GADIS itu menatap malas orang-orang yang berlalu lalang seiring dengan langkahnya di koridor rumah sakit itu. Ia menghela nafas, merasa bosan karena weekend nya selalu saja seperti ini. Dihabiskan di tempat bernama rumah sakit yang sering ia jadikan tempat menginap hingga berbulan-bulan. Tempat menginap terburuk menurutnya.

Para perawat dan dokter yang berlalu lalang hingga pasien dengan pakaian pasaran dengan kondisi bermacam-macam, seolah menjadi tontonan sehari-hari untuknya. Dan berjalan-jalan menuju taman rumah sakit secara diam-diam sudah jadi aktivitas yang sering ia lakukan bila berada di sini.

Tatapan Artala kini tertuju pada bangku taman yang kosong tanpa ada yang mendudukinya, ditunggu beberapa detik, tetap saja tak ada yang mendudukinya. Ujung bibirnya pun tertarik, membuat sebuah lengkungan manis.

"Duduk di sana aja gak sih?" monolognya lalu melangkahkan kaki menuju bangku, sedikit cepat lantaran takut di duduki orang lain.

Artala memilih mendudukan diri di atas bangku itu. Bersandar pada kepala bangku sambil menatap sekitarnya dengan pandangan sayu karena bosan. Di sini ramai, tapi sama sekali tak ada yang menarik. Tak ada hiburan sama sekali. Ya wajar saja, ini rumah sakit yang sebagian besar isinya orang sakit, bukan sirkus yang isinya tentu saja orang-orang penghibur.

Artala memperhatikan orang-orang di sekitarnya dengan tatapan sendunya, lalu berdecak sebal saat melihat emosi yang tergambar jelas di wajah mereka.

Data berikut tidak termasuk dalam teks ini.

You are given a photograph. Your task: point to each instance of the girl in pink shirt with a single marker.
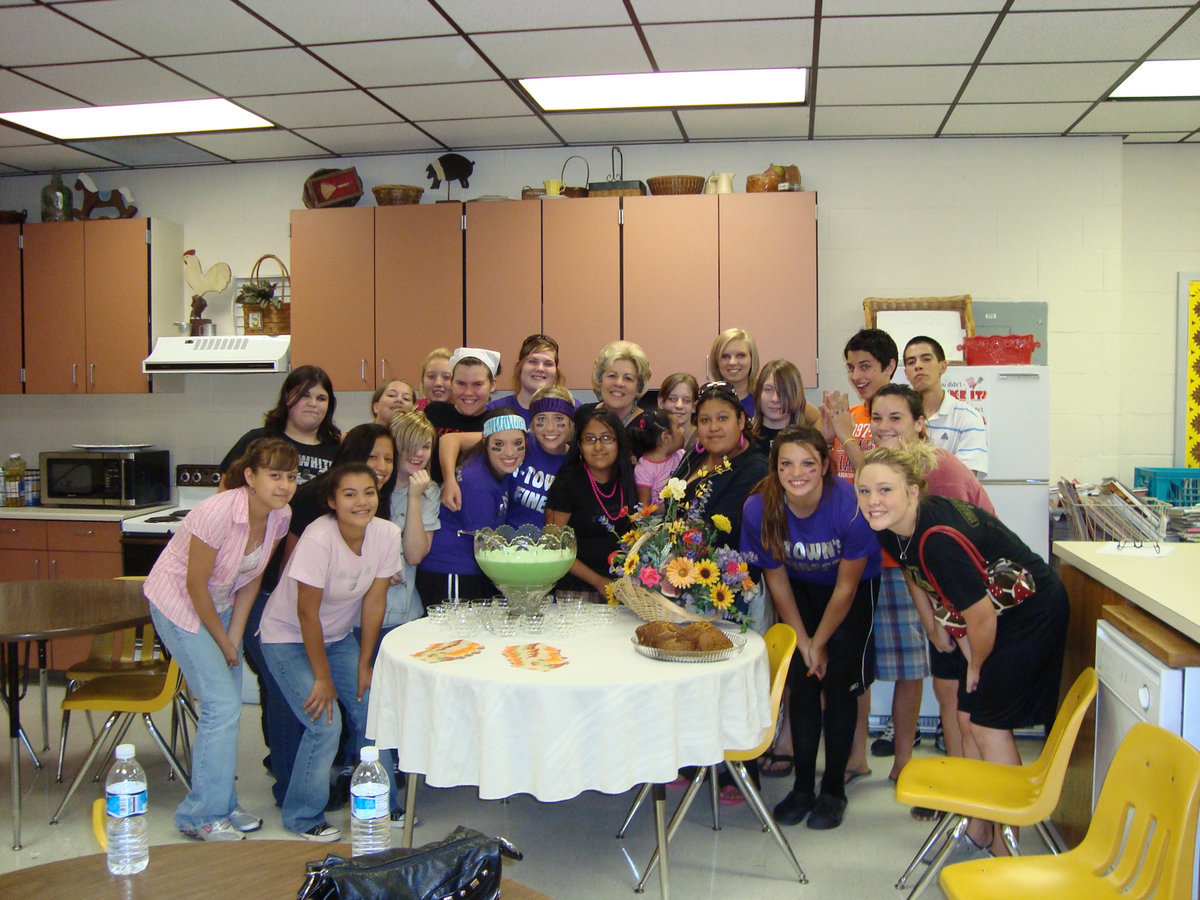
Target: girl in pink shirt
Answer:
(201, 591)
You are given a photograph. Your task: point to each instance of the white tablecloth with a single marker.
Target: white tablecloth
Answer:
(607, 720)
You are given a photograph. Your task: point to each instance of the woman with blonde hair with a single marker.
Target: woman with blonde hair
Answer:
(733, 358)
(619, 378)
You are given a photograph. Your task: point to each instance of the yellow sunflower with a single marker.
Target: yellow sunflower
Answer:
(723, 598)
(706, 571)
(682, 573)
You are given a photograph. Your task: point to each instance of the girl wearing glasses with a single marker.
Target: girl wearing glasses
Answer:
(593, 495)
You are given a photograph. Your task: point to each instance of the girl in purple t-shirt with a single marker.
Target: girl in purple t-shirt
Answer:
(821, 562)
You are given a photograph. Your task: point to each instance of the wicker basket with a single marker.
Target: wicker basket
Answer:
(267, 318)
(675, 184)
(397, 195)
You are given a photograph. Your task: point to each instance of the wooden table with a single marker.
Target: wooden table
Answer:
(61, 607)
(249, 870)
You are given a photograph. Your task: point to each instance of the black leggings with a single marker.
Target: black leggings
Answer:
(849, 672)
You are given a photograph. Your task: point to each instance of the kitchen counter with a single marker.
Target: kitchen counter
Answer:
(77, 514)
(1163, 585)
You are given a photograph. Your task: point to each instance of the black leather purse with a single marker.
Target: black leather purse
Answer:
(463, 865)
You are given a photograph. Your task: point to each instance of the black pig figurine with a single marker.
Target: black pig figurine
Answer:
(450, 167)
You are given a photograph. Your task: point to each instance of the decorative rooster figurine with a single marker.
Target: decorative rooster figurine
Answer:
(216, 279)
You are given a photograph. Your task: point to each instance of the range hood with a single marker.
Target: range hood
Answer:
(233, 354)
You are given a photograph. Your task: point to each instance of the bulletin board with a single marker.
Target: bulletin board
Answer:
(1187, 412)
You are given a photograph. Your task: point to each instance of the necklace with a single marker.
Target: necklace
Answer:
(601, 497)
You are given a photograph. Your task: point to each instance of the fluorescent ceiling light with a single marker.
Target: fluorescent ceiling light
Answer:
(1162, 78)
(175, 118)
(747, 87)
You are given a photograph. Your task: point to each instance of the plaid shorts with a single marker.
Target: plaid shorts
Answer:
(899, 637)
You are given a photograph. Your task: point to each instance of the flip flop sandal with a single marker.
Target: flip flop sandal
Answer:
(772, 765)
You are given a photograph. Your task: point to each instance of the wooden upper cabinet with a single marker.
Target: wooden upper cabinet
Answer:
(10, 310)
(333, 294)
(581, 280)
(418, 264)
(117, 309)
(671, 280)
(769, 274)
(54, 307)
(503, 277)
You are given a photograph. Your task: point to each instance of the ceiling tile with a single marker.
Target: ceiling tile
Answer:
(258, 72)
(505, 131)
(113, 83)
(310, 111)
(18, 93)
(454, 101)
(707, 10)
(742, 45)
(1042, 83)
(870, 121)
(31, 35)
(1068, 36)
(240, 145)
(156, 28)
(370, 138)
(748, 124)
(903, 40)
(1013, 118)
(889, 84)
(53, 156)
(421, 60)
(562, 53)
(615, 127)
(1129, 115)
(365, 21)
(147, 150)
(517, 15)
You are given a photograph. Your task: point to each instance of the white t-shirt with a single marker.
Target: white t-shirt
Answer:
(322, 559)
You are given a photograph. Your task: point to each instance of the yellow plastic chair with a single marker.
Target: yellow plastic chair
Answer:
(780, 640)
(1011, 796)
(126, 696)
(1140, 844)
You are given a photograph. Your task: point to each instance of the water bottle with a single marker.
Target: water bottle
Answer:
(370, 805)
(13, 474)
(129, 845)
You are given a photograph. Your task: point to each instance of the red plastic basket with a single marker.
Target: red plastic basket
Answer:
(999, 349)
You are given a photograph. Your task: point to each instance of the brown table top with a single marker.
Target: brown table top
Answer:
(247, 870)
(60, 607)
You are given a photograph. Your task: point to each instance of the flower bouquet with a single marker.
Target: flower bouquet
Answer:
(671, 565)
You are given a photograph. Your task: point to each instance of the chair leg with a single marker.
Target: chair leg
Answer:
(739, 774)
(87, 763)
(930, 875)
(166, 751)
(935, 834)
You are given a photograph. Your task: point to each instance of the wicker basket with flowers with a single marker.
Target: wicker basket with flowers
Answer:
(673, 565)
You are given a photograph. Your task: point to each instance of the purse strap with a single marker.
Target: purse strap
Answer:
(970, 549)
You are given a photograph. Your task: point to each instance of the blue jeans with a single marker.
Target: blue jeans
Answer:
(281, 731)
(217, 689)
(304, 805)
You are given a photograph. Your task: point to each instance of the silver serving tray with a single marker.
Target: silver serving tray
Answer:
(691, 655)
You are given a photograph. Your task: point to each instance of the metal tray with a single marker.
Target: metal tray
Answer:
(691, 655)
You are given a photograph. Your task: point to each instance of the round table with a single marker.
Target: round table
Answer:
(607, 720)
(59, 607)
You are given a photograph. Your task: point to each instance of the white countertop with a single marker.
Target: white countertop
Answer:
(1164, 585)
(73, 514)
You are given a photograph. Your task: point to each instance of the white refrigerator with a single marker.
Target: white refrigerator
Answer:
(1015, 405)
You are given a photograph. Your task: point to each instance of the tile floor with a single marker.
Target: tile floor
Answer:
(569, 847)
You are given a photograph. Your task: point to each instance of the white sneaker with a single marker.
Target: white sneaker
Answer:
(219, 831)
(244, 821)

Orang-orang yang memakai piyama sama dengannya itu, terlihat tertawa riang bahagia. Membuatnya memutar bola matanya malas.

Mereka merasa bahagia, melupakan rasa sakit sejenak dan kembali menikmati dunia. Namun, Artala tidak pernah bisa merasa seperti itu. Kebahagiaan, malah membuat dirinya takut akan kematian. Dan jika Artala merasa takut kematian, ia tak bisa menerima kenyataan tentang diagnosis dokternya beberapa minggu yang lalu.

"Huft.., gapapa Artala, tinggal beberapa tahun atau bulan lagi," gumamnya pelan, bermaksud menghibur diri.

Ya, menghibur baginya adalah mengingatkan bahwa ajalnya akan menjemput tak lama lagi. Ia akan keluar dari semua kesakitan yang menggerogoti tubuhnya ini, keluar dari siksaan penyakit yang sudah menemaninya selama 11 tahun ini.

Seorang Artala Trisya ini, menderita kanker paru-paru. Penyakit yang membuatnya menderita sejak diagnosis pertamanya saat berusia 6 tahun hingga saat ini.

Ia menantikan kematiannya, karena ia sudah terlalu lelah. Lelah saat merasakan rasa sesak dan kesakitan seolah ada jarum yang menusuk-nusuk dadanya, lelah saat ia terus dibawa bolak-balik dari rumah ke rumah sakit saat nafasnya kembali direbut paksa.

Artala ingin mati, lalu di kehidupan selanjutnya yang ia inginkan hanyalah tubuh yang sehat, yang membuatnya bisa beraktivitas layaknya orang normal pada umumnya. Bukan hanya terbaring lemas dengan berbagai alat penunjang kehidupan yang tersalur ke tubuhnya.

Ia juga lelah terus menerus percaya bahwa bisa sembuh seperti sediakala, padahal di hidupnya ini, tak ada yang namanya kesembuhan.., yang ada hanyalah penundaan.